Higaonon is an ethno-liquistic group and forest-based people in the southern part of the Philippines. Their women produce an abaca woven fabric called hinabol. This fabric we used as raw materials for other finished products like bags, notebooks, training kits, among others. I work closely with them towards making their community enterprise a viable and sustainable business.

In the Higaonon communities, we do organizational development support - like setting up systems and business planning in a way that is participative, culturally acceptable and easy for them to understand.

We also do production efficiency techniques (value chain, RM inventory and storage, technology and equipment upgrade and production monitoring systems), local marketing and product development (natural dye and product designing).

We have to effect empowerment and learning in a way that is creative and innovative through the use of the following learning methodologies (role playing, games, interactive learning, brainstorming, etc.)

Impact

The combined sales of the 2 CEs in Bukidnon increased by 15% in 2006 and in 2007, total sales increased by 204%. They had losses during the first 2 years (05-07) but in 2007, they already gained income from their crafts business.

Overall, sales for all our partner ewnterprise groups is from 2005-2006 increased by 72% but sales from 2006-2007 decreased by 1%; despite the decrease in overall sales, sales due to project still went up by 6%.
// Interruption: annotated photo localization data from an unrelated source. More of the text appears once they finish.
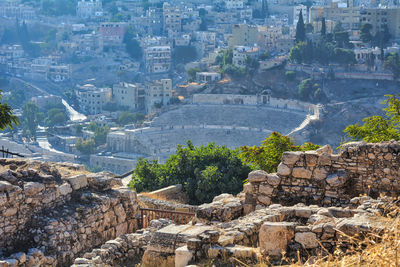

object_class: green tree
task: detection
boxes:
[344,94,400,142]
[118,111,145,125]
[321,17,326,35]
[295,9,306,43]
[129,141,251,204]
[21,102,43,140]
[332,48,356,65]
[75,138,96,154]
[93,126,110,146]
[123,26,143,60]
[238,132,320,173]
[172,46,197,64]
[384,52,400,78]
[45,108,67,127]
[360,23,373,44]
[187,67,201,81]
[0,92,19,130]
[298,78,315,100]
[289,41,307,63]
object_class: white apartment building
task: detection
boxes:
[225,0,245,9]
[233,46,259,67]
[293,5,307,25]
[145,79,172,114]
[76,0,103,19]
[76,84,111,115]
[144,46,171,73]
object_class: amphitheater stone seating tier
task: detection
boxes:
[151,105,307,134]
[107,104,308,161]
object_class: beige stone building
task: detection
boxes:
[230,24,258,48]
[112,82,145,110]
[309,5,361,30]
[76,84,111,115]
[145,79,172,114]
[163,2,181,36]
[144,46,171,74]
[360,8,400,39]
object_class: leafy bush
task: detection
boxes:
[285,71,296,81]
[344,94,400,143]
[129,141,251,204]
[238,132,320,173]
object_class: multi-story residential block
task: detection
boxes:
[225,0,245,9]
[232,46,259,67]
[360,8,400,39]
[230,24,258,47]
[163,3,181,36]
[147,6,163,36]
[76,0,103,19]
[196,72,221,83]
[310,4,361,30]
[144,46,171,74]
[145,79,172,114]
[0,0,36,20]
[71,32,103,57]
[293,5,307,25]
[0,45,24,61]
[193,31,216,57]
[112,82,144,110]
[99,22,126,47]
[47,65,70,82]
[76,84,111,115]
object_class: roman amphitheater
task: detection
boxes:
[107,94,320,160]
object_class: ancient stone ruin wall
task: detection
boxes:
[0,159,139,266]
[244,141,400,211]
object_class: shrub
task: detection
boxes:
[285,71,296,81]
[128,141,251,204]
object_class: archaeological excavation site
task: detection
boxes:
[1,140,400,267]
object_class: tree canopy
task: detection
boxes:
[344,94,400,143]
[295,9,306,43]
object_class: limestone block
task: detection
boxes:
[259,184,274,196]
[3,259,18,267]
[142,250,175,267]
[175,246,193,267]
[313,167,328,180]
[317,152,331,166]
[295,232,318,248]
[259,222,296,257]
[305,151,319,166]
[227,245,258,260]
[3,207,17,217]
[277,163,291,176]
[23,182,45,196]
[213,193,233,202]
[258,195,271,206]
[113,187,137,201]
[65,175,88,190]
[292,168,312,179]
[248,170,267,183]
[0,193,7,206]
[114,204,126,224]
[295,208,312,218]
[316,145,332,155]
[267,174,281,186]
[57,183,73,196]
[326,171,347,187]
[281,151,303,165]
[218,235,235,246]
[0,181,16,192]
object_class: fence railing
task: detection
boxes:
[139,207,195,229]
[0,146,24,158]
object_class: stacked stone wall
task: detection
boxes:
[245,141,400,211]
[0,159,139,266]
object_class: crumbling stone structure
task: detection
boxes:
[244,141,400,212]
[0,159,138,266]
[2,141,400,267]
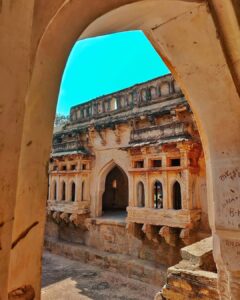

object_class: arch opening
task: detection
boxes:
[71,182,76,202]
[81,181,85,201]
[102,165,129,212]
[61,181,66,201]
[173,181,182,210]
[53,181,57,200]
[153,180,163,209]
[45,22,209,298]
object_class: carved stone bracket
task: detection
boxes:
[112,124,121,144]
[69,213,88,229]
[87,126,96,145]
[126,222,143,240]
[96,129,106,146]
[52,211,61,224]
[159,226,177,246]
[142,224,158,242]
[60,212,70,224]
[180,228,191,239]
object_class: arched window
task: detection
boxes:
[173,181,182,210]
[150,87,157,99]
[62,181,66,201]
[173,80,181,93]
[97,102,102,114]
[76,109,80,119]
[53,180,57,200]
[137,182,145,207]
[160,82,169,96]
[104,100,109,111]
[120,96,125,108]
[141,89,147,101]
[71,182,76,202]
[110,98,117,110]
[81,181,85,201]
[153,181,163,209]
[128,94,133,104]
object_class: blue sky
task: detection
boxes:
[57,30,170,115]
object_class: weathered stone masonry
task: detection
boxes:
[46,75,211,284]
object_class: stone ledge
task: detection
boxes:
[180,237,216,272]
[85,217,126,227]
[127,207,201,229]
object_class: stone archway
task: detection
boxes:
[1,1,240,299]
[102,166,129,212]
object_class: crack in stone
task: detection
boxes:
[151,3,205,31]
[11,221,39,249]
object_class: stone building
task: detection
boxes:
[46,74,210,272]
[2,1,240,299]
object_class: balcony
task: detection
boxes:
[130,121,190,145]
[126,207,201,229]
[53,140,83,153]
[47,200,89,214]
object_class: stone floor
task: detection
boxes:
[100,210,127,221]
[41,251,159,300]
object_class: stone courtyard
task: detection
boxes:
[41,251,159,300]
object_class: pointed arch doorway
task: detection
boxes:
[102,165,129,212]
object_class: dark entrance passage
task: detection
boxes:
[71,182,76,202]
[173,181,182,210]
[102,166,128,211]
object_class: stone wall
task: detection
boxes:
[45,215,210,269]
[157,237,219,300]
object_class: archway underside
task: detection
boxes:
[1,1,240,299]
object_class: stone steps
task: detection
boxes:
[44,238,167,287]
[156,237,219,300]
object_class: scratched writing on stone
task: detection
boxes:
[225,240,240,256]
[225,240,240,248]
[219,168,240,181]
[222,196,239,209]
[228,207,240,218]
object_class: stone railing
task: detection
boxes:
[47,200,89,214]
[127,207,201,229]
[130,121,190,144]
[70,74,182,124]
[53,140,82,153]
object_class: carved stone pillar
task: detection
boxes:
[128,174,134,207]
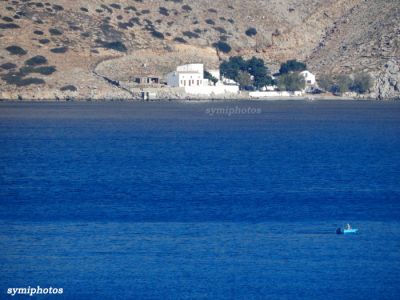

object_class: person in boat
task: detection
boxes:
[346,223,351,230]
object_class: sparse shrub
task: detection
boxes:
[99,41,127,52]
[50,47,68,54]
[125,6,137,12]
[141,9,150,14]
[80,7,88,12]
[33,30,44,35]
[1,73,45,86]
[49,28,63,36]
[159,7,169,16]
[52,5,64,11]
[39,39,50,44]
[182,5,192,12]
[117,15,123,20]
[351,72,372,94]
[110,3,121,9]
[0,23,20,29]
[151,30,164,39]
[130,17,141,25]
[5,45,27,55]
[69,25,80,31]
[173,37,187,43]
[60,85,77,92]
[183,31,199,38]
[194,28,202,34]
[101,5,113,13]
[227,19,234,24]
[214,27,227,34]
[317,74,334,92]
[19,65,56,75]
[333,74,353,94]
[205,19,215,25]
[213,41,231,53]
[25,55,48,66]
[208,8,217,13]
[245,27,257,37]
[118,22,132,29]
[2,16,13,22]
[0,63,17,70]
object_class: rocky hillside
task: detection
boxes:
[0,0,398,100]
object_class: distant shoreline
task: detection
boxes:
[0,95,384,102]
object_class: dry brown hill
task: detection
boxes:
[0,0,398,99]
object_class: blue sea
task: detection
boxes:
[0,100,399,299]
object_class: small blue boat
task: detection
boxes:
[336,224,358,234]
[343,228,358,234]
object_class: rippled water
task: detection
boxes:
[0,101,399,299]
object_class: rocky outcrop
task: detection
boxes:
[375,60,400,100]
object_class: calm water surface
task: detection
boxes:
[0,101,399,299]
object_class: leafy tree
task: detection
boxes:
[278,73,305,91]
[204,70,218,85]
[317,74,334,92]
[351,72,372,94]
[236,71,252,88]
[220,56,247,80]
[220,56,273,89]
[279,59,307,74]
[247,57,273,88]
[333,74,353,94]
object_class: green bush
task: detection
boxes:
[1,73,45,86]
[25,56,48,66]
[351,72,372,94]
[205,19,215,25]
[39,39,50,44]
[183,31,200,39]
[49,28,63,36]
[0,23,20,29]
[182,5,192,12]
[99,41,127,52]
[213,41,231,53]
[173,37,187,43]
[245,27,257,37]
[0,63,17,70]
[214,27,227,34]
[159,7,169,16]
[150,30,164,39]
[50,47,68,54]
[19,66,56,76]
[60,85,77,92]
[317,74,334,92]
[220,56,274,89]
[278,73,305,91]
[5,45,27,56]
[279,59,307,74]
[110,3,121,9]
Market outlets have also increased for all our project partners.

As for the social impact, there is improved reputation of the group. Weavers are now locally known as quality Hinabol weavers; weavers are contracted as trainers in communities outside their town.

Impact to family includes - improved capacity of families to send children to school, women shared decision making power in the household and there is women's increasing share in meeting family¡¦s economic needs.

But women have less time for family and social activities now and they tend to be overburdened.

Women producers, because of their purchasing power acquired personal belongings, able to beautify and dress themselves. As a result, there is improved self confidence. There is also growing consciousness among men to actively earn income to reciprocate what their women are doing for the family.

Impact on culture includes preservation and promotion of culture. Concrete example is the revival of natural dyeing and the promotion of traditional skills (weaving, embroidery, etc.) within the forest-based communities.

Environmental impact includes - propagation and protection of natural dye resource, reduction or minimized resource-depleting activities (such as slash and burn practices that result to soil erosion and charcoal making activities).

One impact to the environment as a result of income from the enterprise is the preservation of ancestral domain property from pawning.